Türkiye Biyoetik Dergisi, 2016 Vol. 3, No. 1, 3
© 2016, Türkiye Biyoetik Derneği Turkish Bioethics Association | 3 Ç Nermin
Editöre Mektup/Letter to the Editor
İçe Dönük Öğretim Üyesinden Mektup Var Letter from Introvert Lecturer
Nermin Çelika
Öğrenciyken bir öğretmenim bana sen içe dönüksün dediğinde, bana hakaret edilmiş gibi hissettiğimi çok net bir şekilde hatırlıyorum. Sanırım toplumda da böyle bir önyargı bulunuyor. Batı kültürünün merkezlerinden biri olan Amerika Birleşik Devletlerinde yetişmiş olan (içe dönük ve dışa dönük sınıflamasını geliştiren Carl Gustav Jung Batı kültürünü extrovert yani dışa dönük olarak, doğu kültürünü ise -gerek İslam kültürü ve gerekse Budist kültür- introvert yani içe dönük olarak nitelendiriyor.) Susan Cain içe dönüklere karşı toplumda var olan bu önyargıyı fark ettiğinden dolayı “Quiet the Power of Introverts in a World that won’t Stop Talking”
adındaki kitabı kaleme almış. Kitap Türkçeye “Sakinler de Kazanır” olarak çevrilmiş. Kitapta tarih boyunca büyük başarılar kazanmış olan içedönüklerden söz ediyor.
Susan Cain’in kitabını henüz okumadım, ama YouTube’daki TED Talk organizasyonu altında yaptığı konuşmayı dinledim. Konuşmasında, toplumda içe dönüklere karşı dışa dönük olmaları gerektiği yönünde yapılan baskılardan söz ediyor.
Ben de bu bağlamda Türkiye’de düzenlenen Eğiticilerin Eğitimi konulu eğitimlerden söz etmek istiyorum.

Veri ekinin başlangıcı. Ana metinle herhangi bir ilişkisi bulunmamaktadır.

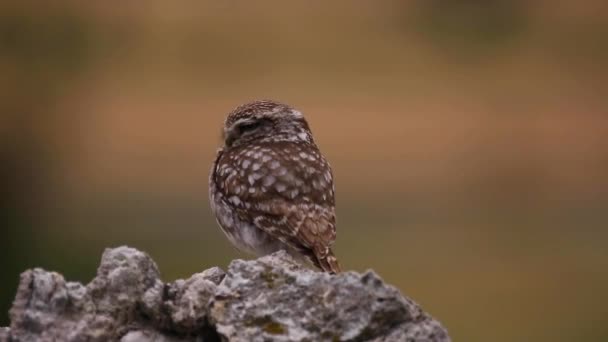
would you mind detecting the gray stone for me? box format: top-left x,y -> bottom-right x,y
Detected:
2,246 -> 449,342
0,327 -> 10,342
121,329 -> 204,342
209,251 -> 449,342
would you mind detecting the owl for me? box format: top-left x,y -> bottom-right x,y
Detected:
209,100 -> 340,273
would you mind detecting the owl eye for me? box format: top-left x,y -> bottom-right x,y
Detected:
238,121 -> 262,134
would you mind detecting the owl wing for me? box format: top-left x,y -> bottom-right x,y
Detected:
241,199 -> 339,273
217,141 -> 340,272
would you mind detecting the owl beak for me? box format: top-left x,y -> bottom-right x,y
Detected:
224,127 -> 236,147
222,129 -> 235,147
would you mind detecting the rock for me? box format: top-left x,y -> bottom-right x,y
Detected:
120,329 -> 202,342
0,327 -> 9,341
2,246 -> 450,342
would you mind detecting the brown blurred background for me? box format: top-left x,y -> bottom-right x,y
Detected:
1,1 -> 607,341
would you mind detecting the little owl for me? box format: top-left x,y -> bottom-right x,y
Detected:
209,100 -> 340,273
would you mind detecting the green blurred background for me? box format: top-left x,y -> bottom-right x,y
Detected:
1,1 -> 607,341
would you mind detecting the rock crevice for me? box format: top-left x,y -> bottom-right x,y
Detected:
1,247 -> 450,342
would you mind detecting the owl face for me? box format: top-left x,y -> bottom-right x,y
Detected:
222,100 -> 313,148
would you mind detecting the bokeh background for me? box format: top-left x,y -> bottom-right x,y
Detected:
1,1 -> 607,341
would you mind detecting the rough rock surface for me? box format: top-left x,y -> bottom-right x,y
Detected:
2,246 -> 450,342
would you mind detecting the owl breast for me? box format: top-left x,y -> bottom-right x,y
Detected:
209,190 -> 284,255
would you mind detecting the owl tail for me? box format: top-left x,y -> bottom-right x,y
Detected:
314,248 -> 341,274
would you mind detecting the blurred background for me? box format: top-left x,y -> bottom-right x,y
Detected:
1,0 -> 607,341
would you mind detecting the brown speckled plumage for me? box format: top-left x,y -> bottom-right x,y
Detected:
209,100 -> 340,273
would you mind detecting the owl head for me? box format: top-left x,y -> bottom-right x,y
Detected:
222,100 -> 313,148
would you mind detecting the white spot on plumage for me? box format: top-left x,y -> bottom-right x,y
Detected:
313,180 -> 321,189
275,183 -> 287,192
281,172 -> 295,183
263,175 -> 276,187
289,189 -> 299,198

Bu eğitimlere ilk kez 2009 yılında İstanbul Protokolü Hakkında Eğitim Programı Eğiticilerin Eğitimi adlı program aracılığıyla katıldım. O eğitimde iyi bir eğitimcinin yerinde durmaması gerektiği, dolaşması gerektiği ya da ortada önünde kürsü olmadan konuşması gerektiği şeklinde bir izlenim edinmiştim. Sanırım tüm eğitimciler sıralar arasında dolaşıyordu. Ayrıca oynanan çocukça oyunlar vardı. Hatırladığım kadarıyla aslan taklidi yapmak gibi, ya da kendimize isim takma gibi oyunlar. Bu oyunlar çok fazla hoşuma gitmemişti, oyunlara katılmadığımızda ise eğiticilerden eleştiri alıyorduk.

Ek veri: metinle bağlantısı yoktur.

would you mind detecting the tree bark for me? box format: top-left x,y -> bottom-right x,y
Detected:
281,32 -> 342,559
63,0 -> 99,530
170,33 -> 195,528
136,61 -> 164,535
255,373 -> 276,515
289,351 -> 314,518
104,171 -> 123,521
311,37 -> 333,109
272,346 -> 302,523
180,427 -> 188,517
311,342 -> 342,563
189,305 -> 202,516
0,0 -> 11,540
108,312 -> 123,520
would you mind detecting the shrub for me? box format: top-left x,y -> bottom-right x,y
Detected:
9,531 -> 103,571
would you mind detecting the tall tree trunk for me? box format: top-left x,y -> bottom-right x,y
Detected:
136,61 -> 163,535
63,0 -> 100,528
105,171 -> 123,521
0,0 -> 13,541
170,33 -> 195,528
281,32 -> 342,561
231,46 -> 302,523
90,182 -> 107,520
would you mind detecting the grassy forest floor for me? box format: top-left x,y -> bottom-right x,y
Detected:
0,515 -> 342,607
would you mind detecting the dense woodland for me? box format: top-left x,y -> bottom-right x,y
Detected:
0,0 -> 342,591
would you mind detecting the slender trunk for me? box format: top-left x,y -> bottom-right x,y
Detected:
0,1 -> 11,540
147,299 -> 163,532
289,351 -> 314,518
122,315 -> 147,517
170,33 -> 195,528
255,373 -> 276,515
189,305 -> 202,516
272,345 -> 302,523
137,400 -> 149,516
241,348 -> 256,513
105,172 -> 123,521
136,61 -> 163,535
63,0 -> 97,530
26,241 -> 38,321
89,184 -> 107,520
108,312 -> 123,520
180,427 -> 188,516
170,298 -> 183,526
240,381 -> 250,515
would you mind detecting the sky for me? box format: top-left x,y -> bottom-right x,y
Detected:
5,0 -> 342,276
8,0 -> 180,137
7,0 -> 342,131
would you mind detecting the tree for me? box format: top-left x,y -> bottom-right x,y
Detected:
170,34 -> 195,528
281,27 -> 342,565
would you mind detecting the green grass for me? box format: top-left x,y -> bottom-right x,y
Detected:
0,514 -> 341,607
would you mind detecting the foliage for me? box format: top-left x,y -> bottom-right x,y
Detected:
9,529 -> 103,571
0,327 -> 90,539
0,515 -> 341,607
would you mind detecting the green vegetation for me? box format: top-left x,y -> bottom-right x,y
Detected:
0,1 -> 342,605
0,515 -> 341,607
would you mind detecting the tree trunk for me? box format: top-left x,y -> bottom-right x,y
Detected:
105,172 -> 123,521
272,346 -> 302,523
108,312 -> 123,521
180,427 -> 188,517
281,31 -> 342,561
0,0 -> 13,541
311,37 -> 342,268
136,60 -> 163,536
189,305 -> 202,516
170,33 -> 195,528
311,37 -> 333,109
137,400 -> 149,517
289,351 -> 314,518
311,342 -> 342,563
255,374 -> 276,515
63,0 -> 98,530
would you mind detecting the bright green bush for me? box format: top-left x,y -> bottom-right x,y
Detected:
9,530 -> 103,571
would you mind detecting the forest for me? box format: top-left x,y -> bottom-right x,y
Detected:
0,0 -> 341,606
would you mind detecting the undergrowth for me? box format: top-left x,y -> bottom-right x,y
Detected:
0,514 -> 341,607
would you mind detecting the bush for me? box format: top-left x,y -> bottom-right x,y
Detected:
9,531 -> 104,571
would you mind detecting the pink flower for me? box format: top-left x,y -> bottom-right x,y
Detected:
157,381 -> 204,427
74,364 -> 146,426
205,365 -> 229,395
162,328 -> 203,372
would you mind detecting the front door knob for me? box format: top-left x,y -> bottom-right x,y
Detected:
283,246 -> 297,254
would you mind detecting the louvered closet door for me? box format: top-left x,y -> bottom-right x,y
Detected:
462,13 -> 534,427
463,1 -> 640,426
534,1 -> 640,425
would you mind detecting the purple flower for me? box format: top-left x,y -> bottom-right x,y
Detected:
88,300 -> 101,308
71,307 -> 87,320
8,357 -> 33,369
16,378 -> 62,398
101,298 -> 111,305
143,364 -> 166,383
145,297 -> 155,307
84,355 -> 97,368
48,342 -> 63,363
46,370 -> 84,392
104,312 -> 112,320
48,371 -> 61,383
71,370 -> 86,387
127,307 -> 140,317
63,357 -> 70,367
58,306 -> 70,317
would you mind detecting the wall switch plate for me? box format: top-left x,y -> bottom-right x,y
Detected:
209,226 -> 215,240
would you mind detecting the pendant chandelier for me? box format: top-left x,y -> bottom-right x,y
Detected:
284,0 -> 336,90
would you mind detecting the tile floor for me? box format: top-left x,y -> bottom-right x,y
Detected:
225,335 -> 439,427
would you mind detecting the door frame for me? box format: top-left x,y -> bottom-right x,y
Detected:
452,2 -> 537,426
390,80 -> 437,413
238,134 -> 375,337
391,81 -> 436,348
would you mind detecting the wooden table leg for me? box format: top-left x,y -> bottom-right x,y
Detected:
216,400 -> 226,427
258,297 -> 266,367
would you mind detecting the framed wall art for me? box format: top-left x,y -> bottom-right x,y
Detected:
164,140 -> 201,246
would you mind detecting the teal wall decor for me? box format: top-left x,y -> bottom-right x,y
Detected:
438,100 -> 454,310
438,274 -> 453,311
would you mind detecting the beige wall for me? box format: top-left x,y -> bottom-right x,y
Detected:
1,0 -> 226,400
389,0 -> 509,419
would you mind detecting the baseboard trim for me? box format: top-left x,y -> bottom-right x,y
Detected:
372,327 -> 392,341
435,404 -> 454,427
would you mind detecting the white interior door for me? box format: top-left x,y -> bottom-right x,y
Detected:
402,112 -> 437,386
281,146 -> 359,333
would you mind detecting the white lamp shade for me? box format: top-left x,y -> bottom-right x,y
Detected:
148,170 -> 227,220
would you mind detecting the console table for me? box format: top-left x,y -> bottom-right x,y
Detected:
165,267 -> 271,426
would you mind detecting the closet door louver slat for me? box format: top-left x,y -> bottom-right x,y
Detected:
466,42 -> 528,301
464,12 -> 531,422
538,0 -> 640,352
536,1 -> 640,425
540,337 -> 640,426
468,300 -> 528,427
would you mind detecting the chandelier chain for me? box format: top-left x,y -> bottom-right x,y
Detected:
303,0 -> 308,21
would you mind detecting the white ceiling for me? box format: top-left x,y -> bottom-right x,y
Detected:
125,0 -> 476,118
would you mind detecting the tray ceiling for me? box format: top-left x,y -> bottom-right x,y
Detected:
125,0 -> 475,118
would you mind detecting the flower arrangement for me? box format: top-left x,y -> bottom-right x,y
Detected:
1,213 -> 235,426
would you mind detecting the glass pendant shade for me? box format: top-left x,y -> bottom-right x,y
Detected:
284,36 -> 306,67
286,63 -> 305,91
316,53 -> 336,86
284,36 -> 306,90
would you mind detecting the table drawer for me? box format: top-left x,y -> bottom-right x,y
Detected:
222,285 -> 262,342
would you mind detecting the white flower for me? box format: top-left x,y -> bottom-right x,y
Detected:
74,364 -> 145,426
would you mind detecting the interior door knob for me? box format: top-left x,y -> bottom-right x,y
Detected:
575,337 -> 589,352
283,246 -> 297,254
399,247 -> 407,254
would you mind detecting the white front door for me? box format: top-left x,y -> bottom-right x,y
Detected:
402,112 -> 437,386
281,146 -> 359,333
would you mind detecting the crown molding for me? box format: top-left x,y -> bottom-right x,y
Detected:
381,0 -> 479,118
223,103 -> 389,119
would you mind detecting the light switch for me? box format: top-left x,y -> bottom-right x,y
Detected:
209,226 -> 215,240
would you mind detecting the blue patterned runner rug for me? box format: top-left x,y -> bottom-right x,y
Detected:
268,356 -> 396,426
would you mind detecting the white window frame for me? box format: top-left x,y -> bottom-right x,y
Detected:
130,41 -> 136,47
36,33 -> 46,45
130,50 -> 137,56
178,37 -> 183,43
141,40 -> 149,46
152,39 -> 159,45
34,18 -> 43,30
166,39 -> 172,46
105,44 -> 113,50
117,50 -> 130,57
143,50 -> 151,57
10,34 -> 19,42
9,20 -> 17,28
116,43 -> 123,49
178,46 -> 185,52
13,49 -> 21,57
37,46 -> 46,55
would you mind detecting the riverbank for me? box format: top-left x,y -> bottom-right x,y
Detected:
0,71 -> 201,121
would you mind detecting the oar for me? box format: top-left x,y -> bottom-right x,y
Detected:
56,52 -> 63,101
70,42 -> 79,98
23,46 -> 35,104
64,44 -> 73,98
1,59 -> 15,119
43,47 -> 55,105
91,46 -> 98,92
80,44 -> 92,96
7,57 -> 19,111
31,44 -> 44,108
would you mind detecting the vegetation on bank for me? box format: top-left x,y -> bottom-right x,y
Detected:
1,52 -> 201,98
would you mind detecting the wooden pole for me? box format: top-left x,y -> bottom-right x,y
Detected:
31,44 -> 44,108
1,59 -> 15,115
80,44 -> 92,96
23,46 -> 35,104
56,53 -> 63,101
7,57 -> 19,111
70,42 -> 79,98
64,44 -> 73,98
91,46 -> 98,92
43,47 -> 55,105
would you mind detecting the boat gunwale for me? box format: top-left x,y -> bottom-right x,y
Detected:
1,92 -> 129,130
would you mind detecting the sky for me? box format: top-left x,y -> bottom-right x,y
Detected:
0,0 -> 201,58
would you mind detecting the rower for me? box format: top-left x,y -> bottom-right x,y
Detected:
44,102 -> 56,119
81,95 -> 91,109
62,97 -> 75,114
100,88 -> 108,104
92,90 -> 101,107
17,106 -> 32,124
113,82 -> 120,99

Ben bu kurslarda bize dayatılan oyunların ve konuyu anlatırken mutlaka dolaşmamız gerekirmiş şeklinde verilen imajın dışa dönüklere uygun olduğunu düşünüyorum. Ne zaman ders anlatırken başkalarına benzeme, onları taklit etme gibi bir çabam olduysa hep hüsrana uğradım. Sanırım bu konuda herkes kendi yöntemini geliştirmeli. Ders anlatırken önümde kürsü veya masa olması, hatta oturarak anlatmanın bana daha uygun olacağını düşünüyorum. Çünkü kendimi en rahat hissettiğim pozisyonlar bu pozisyonlar. Ders anlatırken dolaşılması gerektiğini düşünmüyorum, çünkü anlattıklarımın, pozisyonumdan daha önemli olduğunu düşünüyorum. Ayrıca dersin öğrencilerle karşılıklı konuşma şeklinde olmasını tercih ediyorum, öğrenciler de derse daha iyi konsantre oluyorlar. Güncel etik haberlerden ve okumuş olduğum kitaplardan söz etmek de hoşuma gidiyor.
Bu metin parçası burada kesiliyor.